Para mí no es de recibo leer que se ha constituido una nueva red de farmacias premium de la que dice su portavoz que “no es un grupo de compras, sino un sello de venta y de calidad frente a la competencia. Es un símil a la guía Michelín que busca a las farmacias  que quieran tener productos exclusivos”. ¿Cómo se les queda el cuerpo, jóvenes y viejos boticarios?

¿Por qué derroteros, determinados grupos de farmacéuticos y no sólo los muy jóvenes, están llevando a la profesión? Derroteros que la alejan de los conceptos con los que yo salí dignamente de mi facultad como universitario.

Por ello, y al hilo de lo escrito al principio, quiero hoy dar un dato íntimo y sin que sirva de precedente, sobre mi situación económica, que es, como se dice en mi tierra, la de “tieso total y permanente”. Y ahí va la información: Servidor de ustedes canceló la hipoteca, que hubo de levantar para comprar el local de mi Farmacia, hace muy pocos años, y aún no he podido pasarme al pronto pago con mi almacén de distribución.

Confesado pues, ¿alguien puede creer que no sé, y sigo sabiendo, lo que son carencias económicas y permanentes (insisto en la palabra) estrecheces? ¡Pues claro que sí!
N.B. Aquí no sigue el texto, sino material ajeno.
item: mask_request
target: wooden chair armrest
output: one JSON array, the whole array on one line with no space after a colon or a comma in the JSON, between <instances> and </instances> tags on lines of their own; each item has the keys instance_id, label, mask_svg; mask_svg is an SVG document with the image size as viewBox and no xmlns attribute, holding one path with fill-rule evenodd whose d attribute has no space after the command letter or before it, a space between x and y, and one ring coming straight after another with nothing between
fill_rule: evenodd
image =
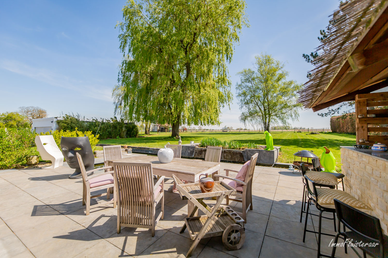
<instances>
[{"instance_id":1,"label":"wooden chair armrest","mask_svg":"<svg viewBox=\"0 0 388 258\"><path fill-rule=\"evenodd\" d=\"M107 169L109 168L112 168L113 167L112 166L108 166L106 167L99 167L98 168L95 168L94 169L92 169L91 170L89 170L89 171L86 171L87 173L90 173L90 172L94 172L95 171L98 171L99 170L102 170L103 169Z\"/></svg>"},{"instance_id":2,"label":"wooden chair armrest","mask_svg":"<svg viewBox=\"0 0 388 258\"><path fill-rule=\"evenodd\" d=\"M154 193L155 192L155 190L156 190L156 188L158 188L158 187L159 186L159 185L162 185L163 183L164 183L165 177L164 176L161 176L160 177L160 178L159 178L159 179L158 180L156 183L155 183L155 185L154 185ZM162 190L163 191L163 189L162 189Z\"/></svg>"},{"instance_id":3,"label":"wooden chair armrest","mask_svg":"<svg viewBox=\"0 0 388 258\"><path fill-rule=\"evenodd\" d=\"M213 174L213 176L215 177L218 177L219 178L226 178L227 179L232 180L232 181L237 182L237 183L239 183L243 185L246 185L246 183L245 183L245 182L243 182L241 180L239 180L238 179L236 179L236 178L232 178L227 176L223 176L222 175L219 175L216 174Z\"/></svg>"},{"instance_id":4,"label":"wooden chair armrest","mask_svg":"<svg viewBox=\"0 0 388 258\"><path fill-rule=\"evenodd\" d=\"M93 170L95 170L95 169L93 169ZM93 171L93 170L89 170L89 171L86 171L87 173L88 173L91 171ZM105 173L102 173L102 174L99 174L97 175L93 175L93 176L90 176L88 177L88 180L92 179L92 178L94 178L98 177L99 176L104 176L106 175L107 174L113 174L114 173L114 171L108 171L107 172L105 172Z\"/></svg>"}]
</instances>

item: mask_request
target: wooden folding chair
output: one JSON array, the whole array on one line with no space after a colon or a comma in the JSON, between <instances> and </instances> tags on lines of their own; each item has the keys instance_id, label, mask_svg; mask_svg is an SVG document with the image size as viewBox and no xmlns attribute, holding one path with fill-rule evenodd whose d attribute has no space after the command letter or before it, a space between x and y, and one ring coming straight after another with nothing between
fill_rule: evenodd
<instances>
[{"instance_id":1,"label":"wooden folding chair","mask_svg":"<svg viewBox=\"0 0 388 258\"><path fill-rule=\"evenodd\" d=\"M116 198L114 198L114 179L112 174L113 173L113 171L111 171L106 173L103 173L97 175L94 175L88 176L87 173L94 172L99 170L106 170L112 168L112 167L99 167L95 169L90 170L86 172L85 169L85 166L83 165L83 162L82 161L82 158L81 155L79 153L76 153L77 158L78 159L78 162L80 164L80 167L81 168L81 173L82 176L83 185L83 190L82 191L82 205L86 205L86 215L88 215L90 212L90 208L101 206L103 205L107 204L108 203L113 203L113 208L116 207ZM95 191L102 189L106 189L106 193L102 193L101 194L96 195L95 195L91 196L90 192L92 191ZM106 202L105 202L95 204L94 205L90 205L90 199L100 197L100 196L104 196L106 195L106 198L109 200L110 198L111 190L113 189L113 198L110 201Z\"/></svg>"},{"instance_id":2,"label":"wooden folding chair","mask_svg":"<svg viewBox=\"0 0 388 258\"><path fill-rule=\"evenodd\" d=\"M164 216L165 176L154 185L150 163L118 162L114 164L117 185L117 233L121 227L151 229L155 236L155 226ZM161 200L161 212L155 219L155 207Z\"/></svg>"}]
</instances>

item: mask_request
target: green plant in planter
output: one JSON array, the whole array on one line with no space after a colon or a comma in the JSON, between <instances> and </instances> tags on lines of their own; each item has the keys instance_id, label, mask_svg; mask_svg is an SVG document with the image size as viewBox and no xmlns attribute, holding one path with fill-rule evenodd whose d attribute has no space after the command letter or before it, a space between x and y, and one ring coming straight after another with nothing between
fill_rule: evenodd
<instances>
[{"instance_id":1,"label":"green plant in planter","mask_svg":"<svg viewBox=\"0 0 388 258\"><path fill-rule=\"evenodd\" d=\"M25 163L26 158L33 155L35 135L28 129L0 129L0 169Z\"/></svg>"}]
</instances>

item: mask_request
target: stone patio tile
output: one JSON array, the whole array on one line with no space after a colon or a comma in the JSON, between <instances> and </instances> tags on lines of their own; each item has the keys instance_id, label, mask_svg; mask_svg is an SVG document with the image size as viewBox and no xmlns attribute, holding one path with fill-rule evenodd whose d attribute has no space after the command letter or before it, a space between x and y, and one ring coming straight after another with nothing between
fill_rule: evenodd
<instances>
[{"instance_id":1,"label":"stone patio tile","mask_svg":"<svg viewBox=\"0 0 388 258\"><path fill-rule=\"evenodd\" d=\"M78 210L83 210L86 207L86 205L82 205L82 195L73 192L44 198L42 199L42 201L63 214L69 214ZM97 203L97 202L93 199L90 201L91 205Z\"/></svg>"},{"instance_id":2,"label":"stone patio tile","mask_svg":"<svg viewBox=\"0 0 388 258\"><path fill-rule=\"evenodd\" d=\"M298 197L291 195L275 193L274 198L274 202L300 208L302 205L302 196Z\"/></svg>"},{"instance_id":3,"label":"stone patio tile","mask_svg":"<svg viewBox=\"0 0 388 258\"><path fill-rule=\"evenodd\" d=\"M45 205L32 206L26 208L28 213L16 215L9 219L5 220L7 225L16 233L36 225L52 220L55 220L61 214L51 207Z\"/></svg>"},{"instance_id":4,"label":"stone patio tile","mask_svg":"<svg viewBox=\"0 0 388 258\"><path fill-rule=\"evenodd\" d=\"M269 178L267 178L265 177L262 177L260 175L266 174L260 174L259 176L256 178L256 179L252 182L253 184L260 183L260 184L265 184L266 185L277 185L277 179L271 179ZM272 175L268 175L269 176L272 176Z\"/></svg>"},{"instance_id":5,"label":"stone patio tile","mask_svg":"<svg viewBox=\"0 0 388 258\"><path fill-rule=\"evenodd\" d=\"M252 210L249 210L248 211L248 212L253 212L265 215L269 215L272 203L252 198L252 204L253 209ZM234 207L242 209L242 203L241 202L237 203Z\"/></svg>"},{"instance_id":6,"label":"stone patio tile","mask_svg":"<svg viewBox=\"0 0 388 258\"><path fill-rule=\"evenodd\" d=\"M168 231L137 257L185 258L192 243L191 239ZM199 243L191 257L193 258L197 257L204 246Z\"/></svg>"},{"instance_id":7,"label":"stone patio tile","mask_svg":"<svg viewBox=\"0 0 388 258\"><path fill-rule=\"evenodd\" d=\"M304 227L304 223L270 217L265 231L265 235L305 247L317 249L317 238L314 234L306 232L305 241L305 243L303 243ZM307 229L314 231L314 228L312 226L308 225Z\"/></svg>"},{"instance_id":8,"label":"stone patio tile","mask_svg":"<svg viewBox=\"0 0 388 258\"><path fill-rule=\"evenodd\" d=\"M252 183L252 189L254 189L256 190L274 193L276 191L276 186L275 185L270 185L258 183Z\"/></svg>"},{"instance_id":9,"label":"stone patio tile","mask_svg":"<svg viewBox=\"0 0 388 258\"><path fill-rule=\"evenodd\" d=\"M130 255L119 248L107 241L104 241L97 243L81 253L76 255L74 258L99 257L116 258Z\"/></svg>"},{"instance_id":10,"label":"stone patio tile","mask_svg":"<svg viewBox=\"0 0 388 258\"><path fill-rule=\"evenodd\" d=\"M88 229L80 226L79 229L62 235L45 243L44 248L38 246L29 248L36 257L73 257L104 240Z\"/></svg>"},{"instance_id":11,"label":"stone patio tile","mask_svg":"<svg viewBox=\"0 0 388 258\"><path fill-rule=\"evenodd\" d=\"M272 202L274 196L274 193L270 193L264 191L261 191L253 188L252 188L252 199L256 199Z\"/></svg>"},{"instance_id":12,"label":"stone patio tile","mask_svg":"<svg viewBox=\"0 0 388 258\"><path fill-rule=\"evenodd\" d=\"M318 229L317 227L315 227L315 231L318 231ZM334 231L332 231L329 230L326 230L326 229L322 229L322 233L325 233L326 234L330 234L333 235L336 235L337 234L336 232L334 232ZM308 232L307 232L308 233ZM307 233L306 233L307 234ZM317 239L318 238L318 234L316 234ZM307 237L307 235L306 235L306 237ZM324 235L321 235L321 244L320 244L320 251L321 252L325 253L329 253L331 255L331 252L333 251L333 248L330 246L330 243L332 241L332 243L334 243L334 237L331 236L325 236ZM343 239L341 238L338 238L338 243L343 243L344 241ZM317 243L317 246L318 246L318 244ZM362 256L362 251L359 248L356 248L356 249L358 249L357 251L359 251L359 253ZM353 249L352 249L350 247L348 248L348 253L345 253L345 248L344 247L340 247L338 246L336 248L336 257L340 257L341 258L358 258L358 256L355 253Z\"/></svg>"},{"instance_id":13,"label":"stone patio tile","mask_svg":"<svg viewBox=\"0 0 388 258\"><path fill-rule=\"evenodd\" d=\"M300 189L296 189L289 187L278 186L276 188L275 193L301 198L303 195L303 187L302 186Z\"/></svg>"},{"instance_id":14,"label":"stone patio tile","mask_svg":"<svg viewBox=\"0 0 388 258\"><path fill-rule=\"evenodd\" d=\"M246 227L245 241L238 250L230 251L227 249L222 243L222 236L212 237L206 246L239 258L257 258L259 257L264 235L247 230L247 228Z\"/></svg>"},{"instance_id":15,"label":"stone patio tile","mask_svg":"<svg viewBox=\"0 0 388 258\"><path fill-rule=\"evenodd\" d=\"M302 183L301 180L300 182L289 182L288 181L279 180L279 183L277 184L277 186L293 188L296 189L303 189L303 184Z\"/></svg>"},{"instance_id":16,"label":"stone patio tile","mask_svg":"<svg viewBox=\"0 0 388 258\"><path fill-rule=\"evenodd\" d=\"M44 203L34 198L30 202L23 202L19 205L10 206L0 209L0 217L7 220L22 215L31 216L32 208L35 205L44 205Z\"/></svg>"},{"instance_id":17,"label":"stone patio tile","mask_svg":"<svg viewBox=\"0 0 388 258\"><path fill-rule=\"evenodd\" d=\"M209 246L205 246L198 258L234 258L235 256Z\"/></svg>"},{"instance_id":18,"label":"stone patio tile","mask_svg":"<svg viewBox=\"0 0 388 258\"><path fill-rule=\"evenodd\" d=\"M172 194L175 194L173 193ZM175 198L170 202L165 202L165 207L168 206L177 210L182 210L187 213L187 200L182 200L178 195L178 198Z\"/></svg>"},{"instance_id":19,"label":"stone patio tile","mask_svg":"<svg viewBox=\"0 0 388 258\"><path fill-rule=\"evenodd\" d=\"M0 257L10 258L28 249L14 234L0 238Z\"/></svg>"},{"instance_id":20,"label":"stone patio tile","mask_svg":"<svg viewBox=\"0 0 388 258\"><path fill-rule=\"evenodd\" d=\"M156 226L155 229L155 236L152 237L151 229L121 227L120 234L118 234L116 232L107 238L106 240L133 256L140 255L167 232L168 231L166 229ZM175 239L170 239L170 244L172 244L175 242ZM163 246L162 249L166 249L166 246L168 246L168 245Z\"/></svg>"},{"instance_id":21,"label":"stone patio tile","mask_svg":"<svg viewBox=\"0 0 388 258\"><path fill-rule=\"evenodd\" d=\"M303 224L304 222L305 215L305 214L303 214L302 217L302 223L301 224ZM300 220L300 208L293 207L289 205L283 205L274 203L272 205L270 216L299 222ZM313 225L312 221L310 218L307 220L307 225L311 226Z\"/></svg>"},{"instance_id":22,"label":"stone patio tile","mask_svg":"<svg viewBox=\"0 0 388 258\"><path fill-rule=\"evenodd\" d=\"M50 184L44 187L33 186L23 189L26 193L34 197L41 200L44 198L57 195L61 193L70 193L71 192L64 188L53 184Z\"/></svg>"},{"instance_id":23,"label":"stone patio tile","mask_svg":"<svg viewBox=\"0 0 388 258\"><path fill-rule=\"evenodd\" d=\"M12 257L12 258L35 258L35 256L27 250Z\"/></svg>"},{"instance_id":24,"label":"stone patio tile","mask_svg":"<svg viewBox=\"0 0 388 258\"><path fill-rule=\"evenodd\" d=\"M108 205L90 209L89 215L79 210L66 215L69 219L80 224L103 238L106 238L117 232L117 210Z\"/></svg>"},{"instance_id":25,"label":"stone patio tile","mask_svg":"<svg viewBox=\"0 0 388 258\"><path fill-rule=\"evenodd\" d=\"M288 258L315 257L317 256L317 250L268 236L264 237L260 258L286 257L286 254Z\"/></svg>"},{"instance_id":26,"label":"stone patio tile","mask_svg":"<svg viewBox=\"0 0 388 258\"><path fill-rule=\"evenodd\" d=\"M235 211L241 212L239 209L234 208ZM247 223L245 229L250 231L264 235L268 222L268 216L249 210L246 213Z\"/></svg>"},{"instance_id":27,"label":"stone patio tile","mask_svg":"<svg viewBox=\"0 0 388 258\"><path fill-rule=\"evenodd\" d=\"M158 209L155 212L155 214L159 214L161 210L160 208ZM187 212L165 205L164 217L163 220L159 220L156 225L168 230L175 229L175 230L174 232L179 234L179 229L176 228L179 227L180 229L183 224L179 224L178 222L187 216Z\"/></svg>"},{"instance_id":28,"label":"stone patio tile","mask_svg":"<svg viewBox=\"0 0 388 258\"><path fill-rule=\"evenodd\" d=\"M31 249L31 248L40 246L55 239L54 237L58 236L84 229L78 223L64 215L55 217L55 220L50 219L40 224L31 224L24 229L20 228L14 232L24 244Z\"/></svg>"},{"instance_id":29,"label":"stone patio tile","mask_svg":"<svg viewBox=\"0 0 388 258\"><path fill-rule=\"evenodd\" d=\"M260 171L260 174L269 174L271 175L276 175L279 176L280 174L279 172L280 170L274 169L264 169Z\"/></svg>"}]
</instances>

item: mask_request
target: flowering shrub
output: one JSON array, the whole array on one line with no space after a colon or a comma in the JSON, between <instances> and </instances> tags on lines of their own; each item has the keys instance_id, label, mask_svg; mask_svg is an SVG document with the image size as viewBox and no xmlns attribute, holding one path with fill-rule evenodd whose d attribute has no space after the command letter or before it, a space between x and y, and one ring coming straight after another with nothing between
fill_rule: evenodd
<instances>
[{"instance_id":1,"label":"flowering shrub","mask_svg":"<svg viewBox=\"0 0 388 258\"><path fill-rule=\"evenodd\" d=\"M92 147L92 149L94 151L96 149L96 145L98 143L100 140L98 139L99 135L95 135L92 133L91 131L87 131L83 132L78 131L78 128L76 127L74 131L64 131L61 130L58 131L50 131L45 133L41 133L40 135L52 135L55 140L55 143L58 145L58 147L61 149L61 138L62 137L82 137L83 136L87 136L89 137L89 141L90 142L90 146Z\"/></svg>"},{"instance_id":2,"label":"flowering shrub","mask_svg":"<svg viewBox=\"0 0 388 258\"><path fill-rule=\"evenodd\" d=\"M0 129L0 169L25 163L26 157L32 154L35 135L29 129Z\"/></svg>"}]
</instances>

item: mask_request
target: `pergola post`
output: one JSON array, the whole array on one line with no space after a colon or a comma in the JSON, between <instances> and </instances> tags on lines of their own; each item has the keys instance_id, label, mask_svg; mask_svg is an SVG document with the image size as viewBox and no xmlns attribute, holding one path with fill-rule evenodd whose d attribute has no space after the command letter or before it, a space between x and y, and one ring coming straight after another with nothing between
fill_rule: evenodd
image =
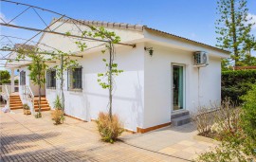
<instances>
[{"instance_id":1,"label":"pergola post","mask_svg":"<svg viewBox=\"0 0 256 162\"><path fill-rule=\"evenodd\" d=\"M14 68L10 69L10 87L11 87L11 93L15 92Z\"/></svg>"}]
</instances>

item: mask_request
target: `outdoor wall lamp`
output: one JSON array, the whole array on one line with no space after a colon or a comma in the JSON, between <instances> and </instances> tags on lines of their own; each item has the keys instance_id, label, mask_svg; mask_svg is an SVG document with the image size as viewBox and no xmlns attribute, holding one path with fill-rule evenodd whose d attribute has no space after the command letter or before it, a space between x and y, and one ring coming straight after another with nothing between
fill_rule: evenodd
<instances>
[{"instance_id":1,"label":"outdoor wall lamp","mask_svg":"<svg viewBox=\"0 0 256 162\"><path fill-rule=\"evenodd\" d=\"M144 50L148 51L150 56L153 56L153 52L154 52L153 47L144 47Z\"/></svg>"}]
</instances>

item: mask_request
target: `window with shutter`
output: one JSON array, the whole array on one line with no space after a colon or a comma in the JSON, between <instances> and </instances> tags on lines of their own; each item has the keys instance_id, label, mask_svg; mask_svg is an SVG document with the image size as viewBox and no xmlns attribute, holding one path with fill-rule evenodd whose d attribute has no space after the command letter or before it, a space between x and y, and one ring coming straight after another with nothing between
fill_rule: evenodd
<instances>
[{"instance_id":1,"label":"window with shutter","mask_svg":"<svg viewBox=\"0 0 256 162\"><path fill-rule=\"evenodd\" d=\"M82 89L82 66L68 69L68 90Z\"/></svg>"}]
</instances>

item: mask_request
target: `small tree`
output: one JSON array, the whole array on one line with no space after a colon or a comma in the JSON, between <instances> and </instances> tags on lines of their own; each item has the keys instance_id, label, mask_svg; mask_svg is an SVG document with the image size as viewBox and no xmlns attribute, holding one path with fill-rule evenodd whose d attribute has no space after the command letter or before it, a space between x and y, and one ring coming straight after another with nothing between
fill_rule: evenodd
<instances>
[{"instance_id":1,"label":"small tree","mask_svg":"<svg viewBox=\"0 0 256 162\"><path fill-rule=\"evenodd\" d=\"M249 36L252 24L248 23L247 0L219 0L216 21L217 46L231 52L235 66L243 56L245 41Z\"/></svg>"},{"instance_id":2,"label":"small tree","mask_svg":"<svg viewBox=\"0 0 256 162\"><path fill-rule=\"evenodd\" d=\"M108 89L109 95L109 117L112 119L112 100L113 100L113 87L114 87L114 78L122 73L123 70L118 69L118 63L115 61L115 44L120 42L120 37L116 35L115 32L107 31L103 27L96 28L95 27L90 27L91 31L83 31L82 37L93 37L100 38L102 40L107 40L105 44L105 49L101 50L101 53L104 54L106 51L109 52L108 59L103 58L102 62L105 64L106 72L98 74L98 82L103 89ZM81 51L83 51L86 46L85 44L82 42L76 42Z\"/></svg>"}]
</instances>

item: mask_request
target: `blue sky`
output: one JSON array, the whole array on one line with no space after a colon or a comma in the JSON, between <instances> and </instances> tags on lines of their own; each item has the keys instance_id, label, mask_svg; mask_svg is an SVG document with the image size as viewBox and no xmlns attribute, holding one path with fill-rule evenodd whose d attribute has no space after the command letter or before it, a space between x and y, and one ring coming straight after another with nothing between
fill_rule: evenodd
<instances>
[{"instance_id":1,"label":"blue sky","mask_svg":"<svg viewBox=\"0 0 256 162\"><path fill-rule=\"evenodd\" d=\"M17 0L46 8L73 18L142 24L166 32L215 45L215 0ZM256 1L247 0L249 13L256 22ZM1 2L0 16L11 20L25 7ZM46 24L54 14L39 11ZM29 9L13 22L15 25L45 27ZM252 32L256 35L256 27ZM1 27L1 34L30 38L35 32Z\"/></svg>"}]
</instances>

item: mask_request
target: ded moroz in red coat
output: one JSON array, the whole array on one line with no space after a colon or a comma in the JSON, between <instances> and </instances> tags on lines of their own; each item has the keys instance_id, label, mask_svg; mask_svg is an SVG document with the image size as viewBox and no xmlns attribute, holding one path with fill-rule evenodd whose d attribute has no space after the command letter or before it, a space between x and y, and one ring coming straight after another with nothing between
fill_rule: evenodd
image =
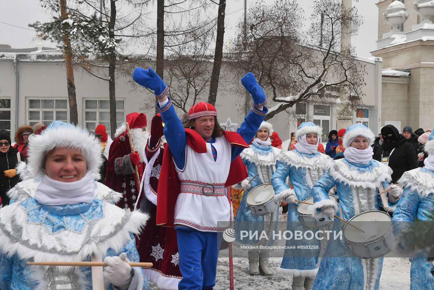
<instances>
[{"instance_id":1,"label":"ded moroz in red coat","mask_svg":"<svg viewBox=\"0 0 434 290\"><path fill-rule=\"evenodd\" d=\"M195 152L204 153L207 152L206 142L199 134L191 129L185 129L187 145ZM232 146L248 148L249 145L241 135L237 132L225 131L224 137ZM174 219L175 204L181 191L181 185L178 175L175 169L172 155L166 144L163 165L158 181L157 208L157 224L164 227L174 227ZM246 168L240 156L237 156L230 163L230 168L225 186L228 187L240 182L247 177ZM230 206L228 201L228 206Z\"/></svg>"}]
</instances>

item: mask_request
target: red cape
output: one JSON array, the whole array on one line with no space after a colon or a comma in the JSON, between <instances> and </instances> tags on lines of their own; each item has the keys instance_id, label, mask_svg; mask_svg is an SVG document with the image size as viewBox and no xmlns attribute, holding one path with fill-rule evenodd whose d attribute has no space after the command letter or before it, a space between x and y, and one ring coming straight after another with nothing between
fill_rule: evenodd
<instances>
[{"instance_id":1,"label":"red cape","mask_svg":"<svg viewBox=\"0 0 434 290\"><path fill-rule=\"evenodd\" d=\"M207 152L207 144L199 134L191 129L185 129L187 145L198 153ZM237 132L225 131L224 137L232 146L248 148L249 145ZM237 156L230 163L229 174L225 186L233 185L247 178L246 168L241 157ZM158 180L157 194L157 220L158 225L174 227L173 221L175 213L175 204L181 191L181 182L175 169L169 146L164 146L163 164Z\"/></svg>"}]
</instances>

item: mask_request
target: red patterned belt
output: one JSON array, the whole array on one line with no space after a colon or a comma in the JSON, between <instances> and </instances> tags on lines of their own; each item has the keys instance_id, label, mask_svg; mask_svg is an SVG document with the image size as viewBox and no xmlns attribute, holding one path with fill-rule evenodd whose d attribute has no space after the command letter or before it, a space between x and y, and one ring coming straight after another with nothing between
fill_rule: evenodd
<instances>
[{"instance_id":1,"label":"red patterned belt","mask_svg":"<svg viewBox=\"0 0 434 290\"><path fill-rule=\"evenodd\" d=\"M224 183L205 183L191 180L181 181L181 192L207 196L225 195Z\"/></svg>"}]
</instances>

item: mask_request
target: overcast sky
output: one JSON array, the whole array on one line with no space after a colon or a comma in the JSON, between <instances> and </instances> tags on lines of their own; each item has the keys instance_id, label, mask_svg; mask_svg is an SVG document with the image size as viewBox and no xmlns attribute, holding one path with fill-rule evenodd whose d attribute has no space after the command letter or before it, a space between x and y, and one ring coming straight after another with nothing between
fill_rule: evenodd
<instances>
[{"instance_id":1,"label":"overcast sky","mask_svg":"<svg viewBox=\"0 0 434 290\"><path fill-rule=\"evenodd\" d=\"M247 8L249 3L256 1L247 0ZM304 10L305 17L309 19L313 0L298 0L298 2ZM376 47L378 9L375 3L377 2L378 0L360 0L357 3L353 1L353 5L357 7L363 17L364 23L358 34L352 40L352 45L360 56L372 57L369 52ZM36 46L36 42L33 40L36 35L35 31L29 28L27 24L37 20L47 21L51 17L43 10L39 3L39 0L0 0L0 44L9 44L14 48ZM243 17L243 0L227 0L225 38L234 34L237 23ZM150 9L155 10L155 5ZM44 43L44 46L49 46L49 43Z\"/></svg>"}]
</instances>

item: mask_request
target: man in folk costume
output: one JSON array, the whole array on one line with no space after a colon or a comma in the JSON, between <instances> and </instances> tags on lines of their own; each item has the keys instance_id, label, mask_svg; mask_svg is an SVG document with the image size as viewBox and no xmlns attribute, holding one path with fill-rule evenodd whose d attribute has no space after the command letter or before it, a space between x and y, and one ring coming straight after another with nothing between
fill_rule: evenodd
<instances>
[{"instance_id":1,"label":"man in folk costume","mask_svg":"<svg viewBox=\"0 0 434 290\"><path fill-rule=\"evenodd\" d=\"M137 246L141 262L152 262L152 268L144 268L148 280L159 289L177 290L182 278L176 232L173 227L157 225L157 194L164 152L163 122L157 114L151 123L151 136L145 147L146 166L136 209L149 214ZM149 233L151 233L151 234Z\"/></svg>"},{"instance_id":2,"label":"man in folk costume","mask_svg":"<svg viewBox=\"0 0 434 290\"><path fill-rule=\"evenodd\" d=\"M318 143L322 129L312 122L302 123L296 132L296 149L280 154L278 158L280 162L272 178L273 188L276 194L290 194L291 199L288 201L288 224L287 230L294 232L295 231L304 231L307 229L303 227L297 211L295 200L304 201L312 196L313 185L322 176L324 172L324 163L330 158L327 155L318 152ZM289 177L290 184L294 188L290 189L286 184ZM278 195L276 196L277 197ZM287 245L293 242L287 241ZM309 244L320 246L319 241L312 239L303 241L303 245ZM289 247L290 248L290 247ZM293 290L312 290L313 281L319 265L319 250L310 251L309 257L297 257L294 250L288 248L285 250L282 264L276 270L278 274L293 276Z\"/></svg>"},{"instance_id":3,"label":"man in folk costume","mask_svg":"<svg viewBox=\"0 0 434 290\"><path fill-rule=\"evenodd\" d=\"M132 153L126 125L123 124L116 130L116 137L110 145L105 174L105 185L124 196L116 204L122 208L132 210L137 200L140 189L135 175L137 165L139 180L143 173L143 149L148 135L146 115L143 113L130 113L127 115L135 153Z\"/></svg>"},{"instance_id":4,"label":"man in folk costume","mask_svg":"<svg viewBox=\"0 0 434 290\"><path fill-rule=\"evenodd\" d=\"M432 221L434 203L434 132L430 134L425 145L425 152L428 154L424 166L404 172L398 181L404 188L402 197L393 213L394 232L399 234L404 224L414 221ZM405 234L405 233L404 233ZM405 245L400 245L404 248ZM434 278L431 274L433 264L425 257L411 259L410 270L410 290L434 289Z\"/></svg>"},{"instance_id":5,"label":"man in folk costume","mask_svg":"<svg viewBox=\"0 0 434 290\"><path fill-rule=\"evenodd\" d=\"M19 183L29 197L19 193L0 209L0 289L149 290L141 268L128 263L138 261L133 235L148 217L96 196L94 177L102 160L93 134L55 121L29 148L29 175L39 181ZM103 259L103 270L26 264Z\"/></svg>"},{"instance_id":6,"label":"man in folk costume","mask_svg":"<svg viewBox=\"0 0 434 290\"><path fill-rule=\"evenodd\" d=\"M254 105L237 132L224 131L214 106L203 102L190 109L190 121L183 126L168 96L168 87L151 68L136 68L133 78L154 91L165 124L170 150L164 151L160 175L157 223L177 230L182 274L178 289L212 289L222 232L231 219L225 188L246 177L239 155L268 112L266 98L249 72L241 82Z\"/></svg>"},{"instance_id":7,"label":"man in folk costume","mask_svg":"<svg viewBox=\"0 0 434 290\"><path fill-rule=\"evenodd\" d=\"M365 211L378 211L382 204L391 212L395 210L402 191L397 186L393 187L387 193L387 198L378 194L383 188L390 187L392 170L372 159L370 145L375 138L372 132L362 124L358 123L348 128L342 142L345 148L345 158L326 161L326 173L312 188L313 214L322 211L330 218L334 216L338 206L328 194L335 186L342 211L341 217L345 221ZM333 229L339 231L342 230L341 224L336 221L335 219ZM313 289L378 290L383 257L361 259L355 256L337 257L342 251L349 252L350 245L345 241L329 241Z\"/></svg>"}]
</instances>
Aún así,  no voy de héroe y que cada uno haga lo que le pete, la única estrella Michelín que llevo en mi corazón me la ha concedido el firmamento celestial de mis pacientes cuando me siguen diciendo: “Don Olegario, mírele esta erupción a mi niño que me fío más de usted que de nadie”.

¿El precio?: Amén de constantes apreturas, oír siempre la cantinela, incluída la mi familia, sobre que servidor no “sabe” ganar dinero. ¿La ganancia?: La dignidad de una profesión que se está, en este sentido, cayendo a cachos, porque dignidad significa  respeto y estima que una persona tiene de sí misma y merece que se lo tengan las demás personas.

Aunque pensándolo bien, igual me da el avenate vendo mi botica y compro acciones de Ferrán Adriá para que así, y con toda propiedad, pueda presumir de que estoy en la guía Michelín.